Let's see whether we can find near duplicates of this Tweet.

In [114]:
tweet_df['sim'] = tweet_df.text.apply(lambda x: shingling_jaccard_similarity(tweet_df.loc[220].text, x, 3))
tweet_df.sort_values('sim', ascending=False).head(10)

Unnamed: 0,text,sim
220,#TopListAngels 👠 Ready For BO 👠 🍭 @malangangel...,1.0
2342,RT @dunk_sl: #TopListAngels 👠 Ready For BO 👠 🍭...,0.75
4906,RT @dunk_sl: #TopListAngels 👠 Ready For BO 👠 🍭...,0.521739
2280,RT @dunk_sl: #TopListAngels 👠 Ready For BO 👠 🍭...,0.521739
2323,#TopListAngels 👠 Ready For BO 👠 🍭 @VaniaBDG_2 ...,0.391304
6109,#TopListAngels 👠 Ready For BO 👠 🍭 @Lanci_Mevit...,0.375
3651,RT @dunk_sl: #TopListAngels 👠 Ready For BO 👠 🍭...,0.346154
5118,RT @dunk_sl: #TopListAngels 👠 Ready For BO 👠 🍭...,0.346154
6575,Case of the Monday Blues?

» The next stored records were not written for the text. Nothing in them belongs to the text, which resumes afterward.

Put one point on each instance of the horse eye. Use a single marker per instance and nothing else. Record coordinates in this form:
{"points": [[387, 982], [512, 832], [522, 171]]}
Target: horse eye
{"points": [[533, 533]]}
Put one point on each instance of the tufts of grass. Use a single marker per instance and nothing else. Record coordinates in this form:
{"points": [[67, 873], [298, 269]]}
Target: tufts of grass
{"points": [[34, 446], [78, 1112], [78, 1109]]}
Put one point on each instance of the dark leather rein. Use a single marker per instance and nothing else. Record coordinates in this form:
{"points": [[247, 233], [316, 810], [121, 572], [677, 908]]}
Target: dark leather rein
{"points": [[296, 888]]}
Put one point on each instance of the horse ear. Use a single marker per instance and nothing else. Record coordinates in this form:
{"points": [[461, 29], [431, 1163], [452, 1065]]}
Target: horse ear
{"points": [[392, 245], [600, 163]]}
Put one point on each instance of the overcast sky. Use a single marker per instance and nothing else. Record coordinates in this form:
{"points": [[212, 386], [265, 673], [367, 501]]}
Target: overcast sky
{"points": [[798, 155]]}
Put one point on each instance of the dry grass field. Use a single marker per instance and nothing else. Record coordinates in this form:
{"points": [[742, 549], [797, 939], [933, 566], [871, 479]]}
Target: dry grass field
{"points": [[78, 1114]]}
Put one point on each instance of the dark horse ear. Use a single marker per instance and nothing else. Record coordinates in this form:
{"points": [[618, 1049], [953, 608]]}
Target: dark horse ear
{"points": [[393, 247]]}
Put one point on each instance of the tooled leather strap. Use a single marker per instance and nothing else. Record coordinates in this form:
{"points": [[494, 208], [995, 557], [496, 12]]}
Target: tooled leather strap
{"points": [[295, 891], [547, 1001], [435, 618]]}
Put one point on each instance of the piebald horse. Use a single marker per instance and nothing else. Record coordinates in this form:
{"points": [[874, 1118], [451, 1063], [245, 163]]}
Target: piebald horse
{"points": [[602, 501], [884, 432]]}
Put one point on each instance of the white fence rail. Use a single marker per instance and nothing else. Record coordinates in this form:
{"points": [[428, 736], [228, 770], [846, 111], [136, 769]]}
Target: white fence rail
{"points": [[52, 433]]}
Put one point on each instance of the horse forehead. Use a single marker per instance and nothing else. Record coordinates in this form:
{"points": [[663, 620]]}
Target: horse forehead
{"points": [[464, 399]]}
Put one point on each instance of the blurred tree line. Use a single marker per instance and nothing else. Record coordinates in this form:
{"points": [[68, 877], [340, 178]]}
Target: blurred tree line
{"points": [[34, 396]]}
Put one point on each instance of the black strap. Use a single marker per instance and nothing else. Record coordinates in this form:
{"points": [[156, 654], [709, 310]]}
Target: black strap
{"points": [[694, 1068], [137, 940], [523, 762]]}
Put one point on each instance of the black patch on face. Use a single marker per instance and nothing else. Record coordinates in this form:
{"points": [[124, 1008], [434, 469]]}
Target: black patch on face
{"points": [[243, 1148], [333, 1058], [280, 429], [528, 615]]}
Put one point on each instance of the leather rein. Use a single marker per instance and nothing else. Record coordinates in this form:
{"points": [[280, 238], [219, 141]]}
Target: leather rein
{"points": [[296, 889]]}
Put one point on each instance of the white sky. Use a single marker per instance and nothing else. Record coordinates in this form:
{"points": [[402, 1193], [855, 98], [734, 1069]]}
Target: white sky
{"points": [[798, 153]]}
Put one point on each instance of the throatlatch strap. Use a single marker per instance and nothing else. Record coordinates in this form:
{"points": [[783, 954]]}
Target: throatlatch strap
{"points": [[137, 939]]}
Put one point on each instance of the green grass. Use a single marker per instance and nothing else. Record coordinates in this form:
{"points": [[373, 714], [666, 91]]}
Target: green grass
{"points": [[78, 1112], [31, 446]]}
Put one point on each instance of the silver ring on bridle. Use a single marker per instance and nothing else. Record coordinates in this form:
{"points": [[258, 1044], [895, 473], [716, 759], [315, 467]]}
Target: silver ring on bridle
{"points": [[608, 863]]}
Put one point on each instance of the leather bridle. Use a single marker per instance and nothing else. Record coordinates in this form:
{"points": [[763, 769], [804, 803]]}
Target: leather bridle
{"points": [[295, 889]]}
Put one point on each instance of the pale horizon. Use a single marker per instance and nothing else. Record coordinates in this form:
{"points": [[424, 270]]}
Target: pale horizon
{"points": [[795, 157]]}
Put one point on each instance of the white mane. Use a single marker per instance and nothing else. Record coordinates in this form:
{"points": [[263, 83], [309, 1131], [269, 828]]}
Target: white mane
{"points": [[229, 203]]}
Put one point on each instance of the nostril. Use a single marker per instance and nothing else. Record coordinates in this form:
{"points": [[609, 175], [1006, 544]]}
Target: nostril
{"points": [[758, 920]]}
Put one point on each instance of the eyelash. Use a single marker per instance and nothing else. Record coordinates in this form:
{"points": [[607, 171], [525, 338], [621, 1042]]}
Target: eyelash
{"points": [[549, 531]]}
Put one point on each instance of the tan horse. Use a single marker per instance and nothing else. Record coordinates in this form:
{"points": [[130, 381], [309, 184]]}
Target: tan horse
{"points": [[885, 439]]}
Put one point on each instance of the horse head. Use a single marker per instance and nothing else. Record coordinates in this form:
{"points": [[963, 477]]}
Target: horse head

Nothing a KNOW Bette...,0.0
6577,RT @LunnMiss: #TwinPeaks 🌲🦉🌲 «Fire Walk With M...,0.0


In [115]:
near_dups = tweet_df.sort_values('sim', ascending=False).head(10)
for x in list(near_dups.text):
    print(x)

#TopListAngels 👠 Ready For BO 👠 🍭 @malangangels 🍭 🍸 Malang 🍸 💰 dan ☎ by DM https://t.co/vS1Oukm3yq
RT @dunk_sl: #TopListAngels 👠 Ready For BO 👠 🍭 @malangangels 🍭 🍸 Malang 🍸 💰 dan ☎ by DM https://t.co/dV3ibBQhar
RT @dunk_sl: #TopListAngels 👠 Ready For BO 👠 🍭 @malangvhi 🍭 🍸 Malang 🍸 💰 dan ☎ by DM https://t.co/tyqGu1id2S
RT @dunk_sl: #TopListAngels 👠 Ready For BO 👠 🍭 @KimiMlg 🍭 🍸 Malang 🍸 💰 dan ☎ by DM https://t.co/1SIagPPTAP
#TopListAngels 👠 Ready For BO 👠 🍭 @VaniaBDG_2 🍭 🍸 Bandung 🍸 💰 dan ☎ by DM https://t.co/82ZT2nv2Py
#TopListAngels 👠 Ready For BO 👠 🍭 @Lanci_Mevita 🍭 🍸 Expo Cirebon 🍸 💰 dan ☎ by DM https://t.co/KCyJE4cqH3
RT @dunk_sl: #TopListAngels 👠 Ready For BO 👠 🍭 @AmorPutri96 🍭 🍸 Bandung 🍸 💰 dan ☎ by DM https://t.co/GHNSo7Qc1U
RT @dunk_sl: #TopListAngels 👠 Ready For BO 👠 🍭 @AmorPutri96 🍭 🍸 Bandung 🍸 💰 dan ☎ by DM https://t.co/XeNo4Dal2A
Case of the Monday Blues? Nothing a KNOW Better cookie &amp; cup of joe can't fix.🍪 ☕️ #CookiesandCoffee #yummy
RT @LunnMiss: #TwinPeaks 🌲🦉🌲 «Fire

Indeed, we see that the top-8 Tweets look very similar! In fact, many of them are Retweets of the original Tweet, with only small variations on the user handler and/or URLs - so they are indeed near-duplicates. This concludes this assignment.